Kumpulan Informasi Hukum

Batalnya Perkawinan dan Pengajuan Gugatannya

Hai Pembaca Setia, Kali ini Tabir Hukum akan membahas mengenai batalnya perkawinan dan siapa-siap saja yang berhak mengajukan gugatannya.


1. Dapat Dibatalkannya Perkawinan

Pada dasarnya suatu perkawinan dikatakan batal (dibatalkan), jika perkawinan tersebut tidak dapat memenuhi syarat-syarat sesudah diajukannya ke pengadilan. Di dalam Pasal 85 KUH Perdata berlaku asas pokok, bahwa tidak ada suatu perkawinan menjadi batal karena hukum. Pernyataan batalnya suatu perkawinan yang bertentangan dengan UU diisyaratkan adanya keputusan pengadilan; keputusan yang demikian hanya boleh dijatuhkan di dalam hal-hal yang diatur oleh UU dan atas gugatan dari orang-orang yang dinyatakan berwenang dalam hal tersebut.

Menurut Hukum Islam, suatu perkawinan dapat batal (fasid). Suatu akad nikah dikatakan sah, jika di dalam akad nikat tersebut telah dipenuhi segala rukun dan syaratnya.
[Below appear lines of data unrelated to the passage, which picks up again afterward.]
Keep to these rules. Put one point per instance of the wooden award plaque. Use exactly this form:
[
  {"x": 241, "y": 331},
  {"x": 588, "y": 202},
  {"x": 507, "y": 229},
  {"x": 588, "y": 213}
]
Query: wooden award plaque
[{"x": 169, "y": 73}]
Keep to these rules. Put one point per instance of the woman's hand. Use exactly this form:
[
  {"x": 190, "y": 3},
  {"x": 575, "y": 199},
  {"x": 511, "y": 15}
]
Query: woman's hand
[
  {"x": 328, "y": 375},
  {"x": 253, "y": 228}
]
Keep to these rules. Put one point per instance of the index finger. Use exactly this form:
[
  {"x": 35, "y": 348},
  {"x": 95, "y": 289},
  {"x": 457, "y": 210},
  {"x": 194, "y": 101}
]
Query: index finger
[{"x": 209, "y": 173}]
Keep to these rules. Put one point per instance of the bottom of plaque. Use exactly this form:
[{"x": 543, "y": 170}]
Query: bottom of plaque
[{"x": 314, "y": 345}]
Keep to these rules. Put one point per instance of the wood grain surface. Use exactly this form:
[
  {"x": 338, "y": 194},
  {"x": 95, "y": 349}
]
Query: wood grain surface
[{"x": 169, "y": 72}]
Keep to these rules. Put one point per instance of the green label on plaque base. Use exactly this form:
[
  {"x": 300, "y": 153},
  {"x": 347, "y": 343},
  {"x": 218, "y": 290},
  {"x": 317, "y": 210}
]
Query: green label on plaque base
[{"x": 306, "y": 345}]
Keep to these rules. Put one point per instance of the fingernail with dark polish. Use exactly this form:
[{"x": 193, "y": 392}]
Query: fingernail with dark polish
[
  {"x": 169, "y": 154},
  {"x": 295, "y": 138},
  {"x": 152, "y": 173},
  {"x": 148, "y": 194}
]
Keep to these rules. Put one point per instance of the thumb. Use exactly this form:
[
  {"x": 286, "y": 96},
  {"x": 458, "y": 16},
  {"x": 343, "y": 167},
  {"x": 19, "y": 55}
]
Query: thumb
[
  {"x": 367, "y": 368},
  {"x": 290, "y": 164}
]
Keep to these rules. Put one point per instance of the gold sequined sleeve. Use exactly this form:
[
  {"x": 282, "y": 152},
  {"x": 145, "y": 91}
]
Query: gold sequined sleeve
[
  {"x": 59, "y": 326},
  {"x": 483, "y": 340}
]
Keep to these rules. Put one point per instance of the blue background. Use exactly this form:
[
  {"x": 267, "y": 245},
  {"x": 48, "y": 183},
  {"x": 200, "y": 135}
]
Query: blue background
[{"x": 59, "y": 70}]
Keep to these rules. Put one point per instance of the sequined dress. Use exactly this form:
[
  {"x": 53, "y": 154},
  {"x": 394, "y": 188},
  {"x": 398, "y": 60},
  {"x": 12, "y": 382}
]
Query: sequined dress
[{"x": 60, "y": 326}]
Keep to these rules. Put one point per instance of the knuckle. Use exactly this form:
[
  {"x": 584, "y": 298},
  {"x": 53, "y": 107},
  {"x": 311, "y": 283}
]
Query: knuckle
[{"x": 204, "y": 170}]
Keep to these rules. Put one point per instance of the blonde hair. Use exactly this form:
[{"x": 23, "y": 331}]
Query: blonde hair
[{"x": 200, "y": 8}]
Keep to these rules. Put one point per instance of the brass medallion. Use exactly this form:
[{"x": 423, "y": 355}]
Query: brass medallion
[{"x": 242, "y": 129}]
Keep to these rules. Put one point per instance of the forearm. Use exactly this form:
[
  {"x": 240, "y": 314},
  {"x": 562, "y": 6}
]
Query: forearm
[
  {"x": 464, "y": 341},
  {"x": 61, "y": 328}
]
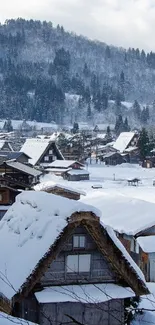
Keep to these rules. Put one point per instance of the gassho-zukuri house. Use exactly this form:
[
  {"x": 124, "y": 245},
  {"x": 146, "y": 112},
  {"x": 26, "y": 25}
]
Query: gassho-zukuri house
[{"x": 59, "y": 263}]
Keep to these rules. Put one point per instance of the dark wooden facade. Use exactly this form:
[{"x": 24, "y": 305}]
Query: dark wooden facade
[
  {"x": 17, "y": 178},
  {"x": 58, "y": 190},
  {"x": 50, "y": 154},
  {"x": 100, "y": 270},
  {"x": 113, "y": 159}
]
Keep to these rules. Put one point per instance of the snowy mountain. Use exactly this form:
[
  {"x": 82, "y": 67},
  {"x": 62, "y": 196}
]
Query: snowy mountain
[{"x": 48, "y": 74}]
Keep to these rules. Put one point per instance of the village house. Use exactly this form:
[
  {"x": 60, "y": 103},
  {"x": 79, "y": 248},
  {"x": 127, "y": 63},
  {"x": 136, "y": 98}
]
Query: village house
[
  {"x": 58, "y": 167},
  {"x": 41, "y": 151},
  {"x": 131, "y": 219},
  {"x": 18, "y": 175},
  {"x": 6, "y": 319},
  {"x": 61, "y": 264},
  {"x": 17, "y": 155},
  {"x": 60, "y": 189},
  {"x": 127, "y": 145},
  {"x": 113, "y": 159},
  {"x": 7, "y": 196},
  {"x": 5, "y": 145}
]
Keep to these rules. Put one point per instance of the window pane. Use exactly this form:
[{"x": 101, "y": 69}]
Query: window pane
[
  {"x": 75, "y": 241},
  {"x": 82, "y": 241},
  {"x": 72, "y": 263},
  {"x": 84, "y": 263}
]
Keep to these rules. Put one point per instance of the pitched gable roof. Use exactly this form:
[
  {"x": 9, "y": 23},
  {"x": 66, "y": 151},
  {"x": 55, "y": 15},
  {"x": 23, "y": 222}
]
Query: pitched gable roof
[
  {"x": 35, "y": 148},
  {"x": 23, "y": 167},
  {"x": 2, "y": 143},
  {"x": 124, "y": 214},
  {"x": 29, "y": 228},
  {"x": 123, "y": 141},
  {"x": 35, "y": 229},
  {"x": 12, "y": 154}
]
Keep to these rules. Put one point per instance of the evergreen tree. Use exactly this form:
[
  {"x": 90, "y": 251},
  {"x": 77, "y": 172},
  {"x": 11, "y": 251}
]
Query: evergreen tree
[
  {"x": 89, "y": 111},
  {"x": 145, "y": 115},
  {"x": 137, "y": 109},
  {"x": 8, "y": 126},
  {"x": 108, "y": 134},
  {"x": 126, "y": 125},
  {"x": 75, "y": 128},
  {"x": 144, "y": 144},
  {"x": 119, "y": 126},
  {"x": 107, "y": 53}
]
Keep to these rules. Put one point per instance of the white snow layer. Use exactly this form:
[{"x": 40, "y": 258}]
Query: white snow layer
[
  {"x": 147, "y": 304},
  {"x": 34, "y": 148},
  {"x": 88, "y": 293},
  {"x": 45, "y": 186},
  {"x": 124, "y": 214},
  {"x": 28, "y": 229},
  {"x": 62, "y": 163},
  {"x": 9, "y": 320},
  {"x": 127, "y": 256},
  {"x": 78, "y": 172},
  {"x": 147, "y": 243},
  {"x": 123, "y": 141}
]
Jika suatu akad nikah kurang salah satu atau beberapa rukun atau syarat-syaratnya, maka disebut sebagai akad niah yang tidak sah.

Jika tidak sahnya suatu akad nikah terjadi karena tidak dipenuhinya salah satu di antara rukun-rukunnya, maka akad nikah tersebut itu batal. Jika di dalam akad nikah tersebut salah satu saja di antara syarat-syarat itu tidak dipenuhi, maka akad nikah itu adalah fasid.

Pasal 22 UU Perkawinan menentukan bahwa perkawinan dapat dibatalkan jika para pihak tidak memenuhi syarat-syarat untuk melangsungkan perkawinan. Dalam hukum islam dikenal berbagai larangan perkawinan (nikah) yang tidak boleh dilanggar, antara lain :
1. Adanya hubungan keluarga yang dekat.
2. Derajat dari calon suami yaitu lebih rendah dari calon isteri.
3. Seorang wanita nikah lagi di dalam masa tunggu.
4. Seorang wanita yang masih di dalam keadaan kawin, kawin lagi dengan pria lain.
5. Seorang suami yang beristrikan empat orang, ia kawin lagi dengan isteri yang kelima.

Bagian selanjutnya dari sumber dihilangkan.